1.6 Time Delay Estimation in Elastography
Time delays between pre-compression and post-compression echo signals are used to estimate the local tissue displacements, and these are in turn used to estimate the tissue strain. Peak of cross-correlation function between pre-compression and post-compression echo signals are applied to predict the time delays. The quality of the elastography is mainly determined from the quality of TDE. The random noises and the compression force needed for tissue strains introduce the errors in TDE. Then degradation of TDE is being occurred and that degrades the strain estimation.

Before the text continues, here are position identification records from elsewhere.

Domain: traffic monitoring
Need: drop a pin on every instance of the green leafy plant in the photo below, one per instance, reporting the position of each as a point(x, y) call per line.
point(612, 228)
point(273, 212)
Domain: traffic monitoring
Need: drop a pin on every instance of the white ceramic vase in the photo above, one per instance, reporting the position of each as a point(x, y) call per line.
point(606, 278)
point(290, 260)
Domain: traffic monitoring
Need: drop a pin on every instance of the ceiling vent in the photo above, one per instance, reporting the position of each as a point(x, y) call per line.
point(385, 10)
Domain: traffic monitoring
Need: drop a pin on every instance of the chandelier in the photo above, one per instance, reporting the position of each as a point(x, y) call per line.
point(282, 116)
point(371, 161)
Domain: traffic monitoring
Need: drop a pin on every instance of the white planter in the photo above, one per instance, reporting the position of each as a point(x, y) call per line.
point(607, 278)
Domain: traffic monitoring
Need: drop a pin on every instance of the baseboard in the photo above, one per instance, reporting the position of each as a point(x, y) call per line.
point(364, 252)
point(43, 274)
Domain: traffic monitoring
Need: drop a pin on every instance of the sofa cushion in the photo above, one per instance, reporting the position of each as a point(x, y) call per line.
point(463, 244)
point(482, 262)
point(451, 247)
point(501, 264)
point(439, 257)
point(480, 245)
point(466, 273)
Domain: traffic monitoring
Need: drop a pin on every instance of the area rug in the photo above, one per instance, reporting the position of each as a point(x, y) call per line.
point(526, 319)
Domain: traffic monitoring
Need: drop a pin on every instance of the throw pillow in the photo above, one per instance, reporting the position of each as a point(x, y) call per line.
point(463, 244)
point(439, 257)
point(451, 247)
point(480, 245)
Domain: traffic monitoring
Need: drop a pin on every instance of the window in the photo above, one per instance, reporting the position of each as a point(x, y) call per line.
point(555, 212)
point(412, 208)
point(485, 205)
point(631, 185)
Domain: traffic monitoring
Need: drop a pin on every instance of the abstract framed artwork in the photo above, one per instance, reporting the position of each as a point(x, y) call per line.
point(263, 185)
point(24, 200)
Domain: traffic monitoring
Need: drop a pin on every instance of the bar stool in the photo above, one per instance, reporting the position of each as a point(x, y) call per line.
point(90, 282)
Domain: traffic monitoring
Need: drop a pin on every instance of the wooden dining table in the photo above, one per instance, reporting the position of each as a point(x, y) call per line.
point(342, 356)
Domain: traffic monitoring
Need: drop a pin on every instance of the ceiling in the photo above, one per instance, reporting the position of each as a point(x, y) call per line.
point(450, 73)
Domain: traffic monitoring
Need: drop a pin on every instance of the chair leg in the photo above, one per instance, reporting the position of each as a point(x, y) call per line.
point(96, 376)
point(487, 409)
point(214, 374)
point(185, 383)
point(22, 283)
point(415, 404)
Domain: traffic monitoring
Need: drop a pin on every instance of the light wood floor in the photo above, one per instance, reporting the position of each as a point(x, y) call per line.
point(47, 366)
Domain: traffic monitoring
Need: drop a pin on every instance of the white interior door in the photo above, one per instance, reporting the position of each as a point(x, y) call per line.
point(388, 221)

In strain estimation and imaging, echo signal decorrelation is one of the major artifacts. Decorrelation errors are affected of the relative displacement of scatterers in three dimensions due to tissue compression. For small strains, post-compression echo signal stretching can be totally compensated for signal decorrelation. When the post-compression echo signal is stretched, all the scatters restore within the correlation window. Global uniform stretching could significantly improve the SNRe and expand the strain dynamic range in elastograms (Alam and Ophir 1997). In low-contrast targets and/or low strains, global uniform stretching produces quality elastograms. However, in high-contrast targets, significant over-stretching occurs in the areas of low strains, which causes noteworthy degradation of elastograms in these areas. For these situations, an adaptive axial stretching introduced in Alam et al. (1998a) becomes essential. But axial stretching can recover most of the decorrelation due to scatterer motion in the axial direction and cannot recover the decorrelation due to lateral and elevation motions. The decorrelation due to lateral motion may be compensated using a signal interpolation technique and large improvements in elastographic image quality is obvious (Konofagou and Ophir 1998). During post-compression signal stretching, decorrelation due to the unintended stretching of the transducer point-spread function (PSF) is occurred and the deconvolution filter is used to reduce this artifact (Alam et al. 1998b).